Rejection steals the best of who I am by reinforcing the worst of what’s been said to me.
I don’t even know where this whole self-rejection thing began. 5th grade? Probably so. Imagine this: It’s 5th grade. The year prior, you started taking Adderall for ADHD and that changed who you were as a student, and a person. The Adderall causes you to become a person that was negative and boring when that’s not the person you are. But you know you need it, because your grades need it. Anyway, you’re in fifth grade and you are placed in a class with all the smart people. You are not a smart person. They leave during certain parts of each day for their advanced placement work, and then it’s just you and the teacher. Yup. You’re the only one in the entire class. Talk about awkward and embarrassing and poor planning on behalf of school administration. None of your peers question why you stay behind (vocally, at least). But you question it. You make assumptions of why you aren’t good enough or brainstorm ways you could improve. Nothing changed. Well, I was that person and it was awful. I guess we could consider that the point where I started having self-rejection. I felt inferior to my peers; like I didn’t belong; like I wasn’t good enough. But what was I supposed to do?

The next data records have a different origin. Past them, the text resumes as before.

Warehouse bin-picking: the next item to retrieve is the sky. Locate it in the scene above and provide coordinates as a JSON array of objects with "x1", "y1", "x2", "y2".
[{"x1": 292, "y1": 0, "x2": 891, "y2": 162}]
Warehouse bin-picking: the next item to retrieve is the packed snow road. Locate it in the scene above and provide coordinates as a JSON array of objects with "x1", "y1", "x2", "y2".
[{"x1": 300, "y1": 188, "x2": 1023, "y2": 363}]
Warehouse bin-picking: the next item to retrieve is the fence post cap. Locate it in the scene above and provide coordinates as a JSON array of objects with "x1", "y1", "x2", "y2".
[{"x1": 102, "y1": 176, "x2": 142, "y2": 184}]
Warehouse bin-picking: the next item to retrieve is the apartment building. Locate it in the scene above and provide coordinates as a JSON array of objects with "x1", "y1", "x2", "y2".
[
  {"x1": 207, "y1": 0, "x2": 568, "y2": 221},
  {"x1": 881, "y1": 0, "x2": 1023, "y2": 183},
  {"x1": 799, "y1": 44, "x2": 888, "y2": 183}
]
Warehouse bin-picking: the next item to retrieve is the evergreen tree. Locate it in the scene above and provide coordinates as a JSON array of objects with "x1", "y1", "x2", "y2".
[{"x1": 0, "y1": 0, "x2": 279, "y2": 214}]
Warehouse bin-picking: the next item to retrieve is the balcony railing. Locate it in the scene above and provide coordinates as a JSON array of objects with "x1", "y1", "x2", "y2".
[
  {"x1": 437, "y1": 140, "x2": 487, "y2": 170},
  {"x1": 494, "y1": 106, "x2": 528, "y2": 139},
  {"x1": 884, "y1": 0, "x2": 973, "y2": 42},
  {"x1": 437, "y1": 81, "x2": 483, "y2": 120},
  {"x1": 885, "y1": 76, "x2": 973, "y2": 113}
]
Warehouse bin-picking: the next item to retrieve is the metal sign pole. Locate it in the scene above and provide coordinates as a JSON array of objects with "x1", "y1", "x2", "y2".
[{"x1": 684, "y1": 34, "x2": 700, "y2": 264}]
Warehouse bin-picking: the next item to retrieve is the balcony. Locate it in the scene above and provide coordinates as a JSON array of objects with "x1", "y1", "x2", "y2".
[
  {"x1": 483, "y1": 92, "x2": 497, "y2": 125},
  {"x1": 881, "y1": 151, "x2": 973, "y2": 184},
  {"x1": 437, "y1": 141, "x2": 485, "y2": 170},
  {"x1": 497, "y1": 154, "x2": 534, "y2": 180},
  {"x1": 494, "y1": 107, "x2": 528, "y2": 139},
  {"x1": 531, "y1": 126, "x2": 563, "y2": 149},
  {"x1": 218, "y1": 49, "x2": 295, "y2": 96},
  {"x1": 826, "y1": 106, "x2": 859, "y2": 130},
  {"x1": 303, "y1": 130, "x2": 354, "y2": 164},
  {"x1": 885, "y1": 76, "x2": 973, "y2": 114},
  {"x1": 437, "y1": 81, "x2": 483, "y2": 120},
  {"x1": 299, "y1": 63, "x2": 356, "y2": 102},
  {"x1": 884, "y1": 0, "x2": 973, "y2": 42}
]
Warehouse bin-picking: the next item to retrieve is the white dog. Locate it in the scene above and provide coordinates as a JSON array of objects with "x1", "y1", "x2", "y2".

Maybe 5th grade kicked it off, but middle school just escalated the problem. I don’t know what you were like in middle school, but if there were class superlatives I would have been nominated, “The Most Awkward”. And I am not referring to a “cute” awkward like Zooey Deschanel. I am talking like an outcast awkward. I towered over everyone, I hadn’t grown into my nose (or discovered contouring, I am not really sure), and I struggled with social interaction. Not to mention, middle school is just weird (for a lack of better words). Either way, I was constantly in a battle with self-rejection because I was trying to figure out where I fit in and what I liked and who I was (LOL, because you really figure out who you are in middle school...SIKE). I was struggling. I felt like it was never going to end.
I made it to high school. Things were looking up, I found a group of friends and hobbies I enjoyed and extracurriculars I was decent at. However, I relied on other’s opinions about me to base my own outlook on myself. Am I pretty? I don’t know, how many Instagram comments did i get on my most recent selfie? That’s how I viewed myself, through Instagram comments. But then I started getting boyfriends. Oh no. Have you ever experienced a feeling where you just can’t stop thinking that you aren’t good enough? Yup. That was relationships for me. That’s all I thought about. I was creating a divide in relationships because I was distancing myself from trust (and what’s a relationship without trust). Relationship sabotage - when someone loves you more than you love yourself. It literally prevents growth in a relationship. It causes you to twist words, question motives, and doubt someone else’s feelings.
Self-rejection paves the landing strip for the rejection of others to arrive and pull up to the gates of our hearts.
Ultimately, I wasn’t ready for a relationship in high school, and this is why. I already struggled with loving myself, so how was I supposed to rely on someone else to show me that feeling? It doesn’t make sense. Do you recall how we, as Godly people, are supposed to love our neighbors as ourselves? How do you love your neighbor when you can’t even seem to love yourself? I bring that up because I ended loving my neighbors as myself, and that spiraled out of control because I was so negative towards myself, and therefore negative towards others.
At my halfway point in college, I decided it was time to get out this rut I was bathing myself in. I decided it was time to have a more positive outlook on life, and in order to do that, I needed to start with myself - I needed to learn how to love myself. I finally realized that I was dependent on other’s love for me and it was time I switch things up. I am not saying that this little revelation happened in a day, a week, or a month. I still battle with wondering if I am good enough to be a teacher. I oftentimes let my grades define me (and they don’t). It’s safe to say that I am a liiiiittle too hard on myself. I still catch myself preventing dreams from becoming a reality because of the fear of not being good enough. I have the occasional emotional breakdown where I feel like I am drowning in stuff (last night).
But this is what it comes down to: I understand (and believe) that God made me in His image. He didn’t just photocopy me, He took the time to put me together piece by piece. Who am I to bash His creation? When I finally came to that realization, I decided it was time I SPRINT away from self-rejection and focus on self-love and self-acceptance. In a life full of self-rejection, relationships feel unsafe, opportunities feel even more risky, and life seems uncooperative. This rejection stole the best of who I was and reinforced the worst that came my way. I don’t consider rejection to be a simple emotion we feel. It’s something that is a punch to our core causing us to believe lies about ourselves and others.